Ist denn bei den Bürgern die Wertschätzung für den Wald und seine Bewirtschaftung gewachsen?

WOLFF Für den Wald insgesamt ja, dazu hat auch der Bestseller von Peter Wohlleben ("Das geheime Leben der Bäume", Anmerkung der Redaktion) beigetragen. Die Bewirtschaftung dagegen wird eher kritischer gesehen. Dass für schicke Möbel zuerst Bäume gefällt werden müssen, blenden manche aus. Ein Wald, den man sich selber überlässt, ist aber auch aus ökologischer Sicht nicht gut. Die Bäume brauchen Platz, den muss man ihnen geben. Sonst wachsen sie schmal, mit kleinen Kronen und werden beim nächsten Sturm umgeweht.

Gehen die vielen Nutzer des Waldes - Fußgänger oder Jogger - denn respektvoller mit dem Wald um?

WOLFF Ich finde es total gut, dass die Menschen den Wald nutzen und wertschätzen. Es häufen sich bei uns aber eher die kritischen Stimmen. Etwa wenn Bäume gefällt und dafür Wege gesperrt werden.
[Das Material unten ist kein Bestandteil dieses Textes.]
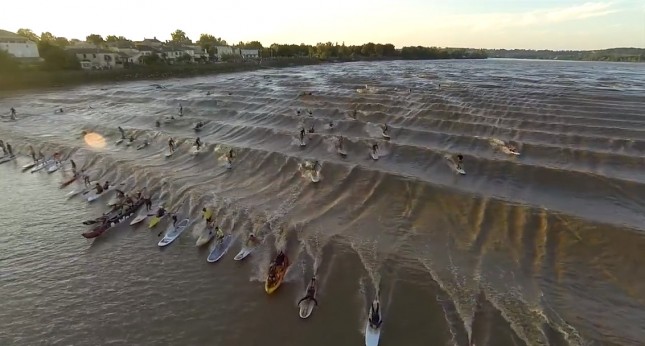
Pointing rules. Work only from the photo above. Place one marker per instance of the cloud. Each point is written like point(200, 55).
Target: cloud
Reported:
point(507, 20)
Eine Kampagne der Deutschen Forstwirtshaft lautet: "Wald tut dir gut." Das drückt es genau aus. Man fühlt sich wohl im Wald. Untersuchungen zeigen, dass schon eine halbe Stunde im Wald den Blutdruck nachweisbar senkt. Er ist einfach gut für Körper und Geist. Ein Professor, der mit uns zusammenarbeitet, untersucht den Zusammenhang von Wald und Gesundheit. Aber so weit sind wir in unserem Projekt noch nicht. Zuerst wollen wir wissen, ob die Politik Interesse daran hat, aus dem Riesenpotenzial, das Grün in Remscheid bietet, mit uns etwas zu entwickeln.

Haben Sie eine Lieblingsstelle im Remscheider Wald?

Wolff Es gibt viele. Eine davon ist an der Lehmkuhle. Man schaut über das Tal der Wupper - und alles, was man sieht, ist Wald.

HENNING RÖSER FÜHRTE DAS GESPRÄCH.

(RP)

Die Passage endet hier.